"Kalau aku
adalah Muhammad," kata Iqbal, "aku takkan turun kembali ke bumi
setelah sampai di Sidratul Muntaha."
Iqbal
barangkali mewakili perasaan kita semua: persoalan keteduhan di haribaan Allah,
di puncak langit ketujuh, di Sidratul Muntaha, terlalu menggoda untuk
ditinggalkan apalagi untuk sebuah kehidupan penuh darah dan air mata di muka
bumi. Dua kehidupan yang tidak dapat diperbandingkan. Sebab perjalanan ke
Sidratul Muntaha itu memang terjadi setelah sepuluh tahun masa kenabian yang
penuh tekanan, disusul kematian orang-orang tercinta yang menjadi penyangga,
Khadijah dan Abu Thalib. Perjalanan itu perlu untuk menghibur Sang Nabi dengan
panorama kebesaran Allah swt.
Tapi Sidratul
Muntaha bukan penghentian. Maka Sang Nabi turun ke bumi juga akhirnya. Menembus
kegelapan hati kemanusiaan dan menyalakannya kembali dengan api cinta. Cintalah
yang menggerakkan langkah kakinya turun ke bumi. Cinta juga yang mengilhami
batinnya dengan kearifan saat ia berdoa setelah anak-anak Tahif melemparinya
dengan batu sampai kakinya berdarah: "Ya Allah, beri petunjuk pada umatku,
sesungguhnya mereka tidak mengetahui." Seperti juga cinta menghaluskan
jiwanya sebelas tahun kemudian, saat ia membebaskan penduduk Makkah yang ia
taklukkan setelah pertarungan berdarah-darah selama dua puluh tahun:
"Pergilah kalian semua, kalian sudah kumaafkan," katanya ksatria.
Dengan kekuatan
cintalah Sang Nabi menaklukan jiwa-jiwa manusia dan merentas jalan cepat
kedalamnya. Maka wahyu mengalir bagai air membersihkan karat-karat hati yang
kotor dan sakit, kemudian menyatukannya kembali dalam jalinan persaudaraan
abadi, lalu menggerakkannya untuk menyalakan dunia dengan api cinta mereka.
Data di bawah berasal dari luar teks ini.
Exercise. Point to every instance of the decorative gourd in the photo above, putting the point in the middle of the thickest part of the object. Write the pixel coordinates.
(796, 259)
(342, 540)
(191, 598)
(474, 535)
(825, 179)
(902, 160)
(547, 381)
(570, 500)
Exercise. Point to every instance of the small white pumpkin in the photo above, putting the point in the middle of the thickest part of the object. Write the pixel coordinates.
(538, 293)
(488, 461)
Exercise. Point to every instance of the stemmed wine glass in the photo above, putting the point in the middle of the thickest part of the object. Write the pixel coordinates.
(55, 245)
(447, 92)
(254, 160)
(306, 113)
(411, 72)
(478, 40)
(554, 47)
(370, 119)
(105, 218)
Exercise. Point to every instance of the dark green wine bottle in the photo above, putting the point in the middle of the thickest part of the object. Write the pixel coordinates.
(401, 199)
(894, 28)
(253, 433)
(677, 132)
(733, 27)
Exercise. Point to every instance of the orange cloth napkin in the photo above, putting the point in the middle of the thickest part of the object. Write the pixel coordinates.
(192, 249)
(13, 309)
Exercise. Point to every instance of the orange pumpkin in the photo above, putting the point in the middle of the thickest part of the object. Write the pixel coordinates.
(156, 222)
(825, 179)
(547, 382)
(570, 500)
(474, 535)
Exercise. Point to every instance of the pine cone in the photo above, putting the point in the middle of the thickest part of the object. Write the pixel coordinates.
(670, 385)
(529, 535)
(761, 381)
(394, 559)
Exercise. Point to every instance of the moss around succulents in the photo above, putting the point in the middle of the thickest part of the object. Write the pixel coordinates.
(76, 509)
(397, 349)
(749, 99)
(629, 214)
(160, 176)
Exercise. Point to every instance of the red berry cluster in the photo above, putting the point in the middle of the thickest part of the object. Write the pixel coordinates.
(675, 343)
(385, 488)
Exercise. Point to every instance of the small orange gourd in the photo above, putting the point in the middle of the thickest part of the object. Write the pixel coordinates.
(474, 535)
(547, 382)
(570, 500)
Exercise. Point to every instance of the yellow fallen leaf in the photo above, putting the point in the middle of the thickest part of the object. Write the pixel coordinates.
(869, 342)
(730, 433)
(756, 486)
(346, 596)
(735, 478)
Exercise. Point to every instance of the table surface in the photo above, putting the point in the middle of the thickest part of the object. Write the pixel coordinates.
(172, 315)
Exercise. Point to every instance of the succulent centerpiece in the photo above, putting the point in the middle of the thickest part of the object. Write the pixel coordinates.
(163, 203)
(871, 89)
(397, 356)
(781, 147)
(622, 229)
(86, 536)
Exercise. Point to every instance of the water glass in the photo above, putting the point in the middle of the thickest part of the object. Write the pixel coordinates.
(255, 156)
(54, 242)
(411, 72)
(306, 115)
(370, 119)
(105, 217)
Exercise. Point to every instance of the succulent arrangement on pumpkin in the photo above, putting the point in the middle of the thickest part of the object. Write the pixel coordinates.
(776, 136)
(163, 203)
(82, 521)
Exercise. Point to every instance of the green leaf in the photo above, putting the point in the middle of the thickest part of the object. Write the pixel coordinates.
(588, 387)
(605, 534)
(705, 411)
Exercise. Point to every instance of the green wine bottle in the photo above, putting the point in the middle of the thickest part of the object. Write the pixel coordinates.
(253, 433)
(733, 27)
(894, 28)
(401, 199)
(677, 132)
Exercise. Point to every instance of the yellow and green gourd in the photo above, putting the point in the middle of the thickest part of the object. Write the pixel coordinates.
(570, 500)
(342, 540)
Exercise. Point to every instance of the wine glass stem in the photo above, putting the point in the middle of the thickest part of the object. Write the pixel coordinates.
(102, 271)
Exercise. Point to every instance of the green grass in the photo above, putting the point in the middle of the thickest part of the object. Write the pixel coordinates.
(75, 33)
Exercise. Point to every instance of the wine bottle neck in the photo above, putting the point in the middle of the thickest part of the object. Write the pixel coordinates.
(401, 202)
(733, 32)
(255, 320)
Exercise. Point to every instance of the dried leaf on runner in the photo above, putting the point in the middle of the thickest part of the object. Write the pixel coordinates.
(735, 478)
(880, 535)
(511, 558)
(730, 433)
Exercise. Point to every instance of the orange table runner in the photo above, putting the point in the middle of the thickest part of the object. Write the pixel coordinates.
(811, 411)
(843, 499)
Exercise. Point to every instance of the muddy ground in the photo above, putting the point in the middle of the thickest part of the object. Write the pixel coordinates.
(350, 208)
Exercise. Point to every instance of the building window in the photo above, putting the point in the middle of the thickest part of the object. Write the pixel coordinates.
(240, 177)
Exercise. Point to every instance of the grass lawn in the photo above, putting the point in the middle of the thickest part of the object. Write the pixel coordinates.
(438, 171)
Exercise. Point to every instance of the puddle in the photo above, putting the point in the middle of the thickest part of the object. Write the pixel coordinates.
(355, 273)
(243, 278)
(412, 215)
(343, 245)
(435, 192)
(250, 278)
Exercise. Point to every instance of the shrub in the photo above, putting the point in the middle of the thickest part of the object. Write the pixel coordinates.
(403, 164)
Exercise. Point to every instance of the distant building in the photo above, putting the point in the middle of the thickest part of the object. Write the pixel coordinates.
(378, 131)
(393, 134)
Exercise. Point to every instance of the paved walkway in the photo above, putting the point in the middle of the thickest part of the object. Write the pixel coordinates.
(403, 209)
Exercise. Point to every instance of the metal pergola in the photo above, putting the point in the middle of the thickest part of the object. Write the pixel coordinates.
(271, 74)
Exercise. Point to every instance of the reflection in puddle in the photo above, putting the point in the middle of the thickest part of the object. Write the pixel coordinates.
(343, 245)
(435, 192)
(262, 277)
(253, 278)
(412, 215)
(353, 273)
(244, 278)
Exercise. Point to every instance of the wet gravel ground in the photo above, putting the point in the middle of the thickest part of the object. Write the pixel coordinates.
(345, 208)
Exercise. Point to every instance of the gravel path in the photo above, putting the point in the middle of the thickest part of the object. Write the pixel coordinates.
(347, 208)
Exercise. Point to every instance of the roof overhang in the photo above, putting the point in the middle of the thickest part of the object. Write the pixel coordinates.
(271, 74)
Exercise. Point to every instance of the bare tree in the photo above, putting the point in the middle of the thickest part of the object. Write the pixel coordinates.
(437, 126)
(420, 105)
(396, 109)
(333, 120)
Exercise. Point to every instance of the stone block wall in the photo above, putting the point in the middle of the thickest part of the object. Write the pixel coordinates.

Seketika kota Madinah menyala dengan cinta. Lalu Jazirah Arab. Lalu Persi. Lalu
Romawi. Lalu dunia. Dan Rumi pun bersenandung riang:
Jalan para nabi kita adalah jalan cinta
Kita adalah anak-anak cinta
Dan cinta adalah ibu kita
Jalan cinta
selalu melahirkan perubahan besar dengan cara yang sangat sederhana. Karena ia
menjangkau pangkal hati secara langsung darimana segala perubahan dalam diri
seseorang bermula. Bahkan ketika ia menggunakan kekerasan, cinta selalu
mengubah efeknya, dan seketika ia berujung haru.
Begitulah
sebuah pertanyaan sederhana mengantar Khalid menuju Islam. Sang Nabi bertanya
kepada saudara laki-laki Khalid yang sudah lebih dulu masuk Islam. "Kemana
Khalid? Sesungguhnya aku menyaksikan ada akal besar dalam dirinya." Khalid
yang pernah membantai pasukan panah Sang Nabi dalam perang Uhud seketika
tergetar. Padahal saat itu ia sedang merencanakan serangan kepada Sang Nabi
menjelang perjanjian Hudaibiyah. Ia pun mencapai kepasrahannya.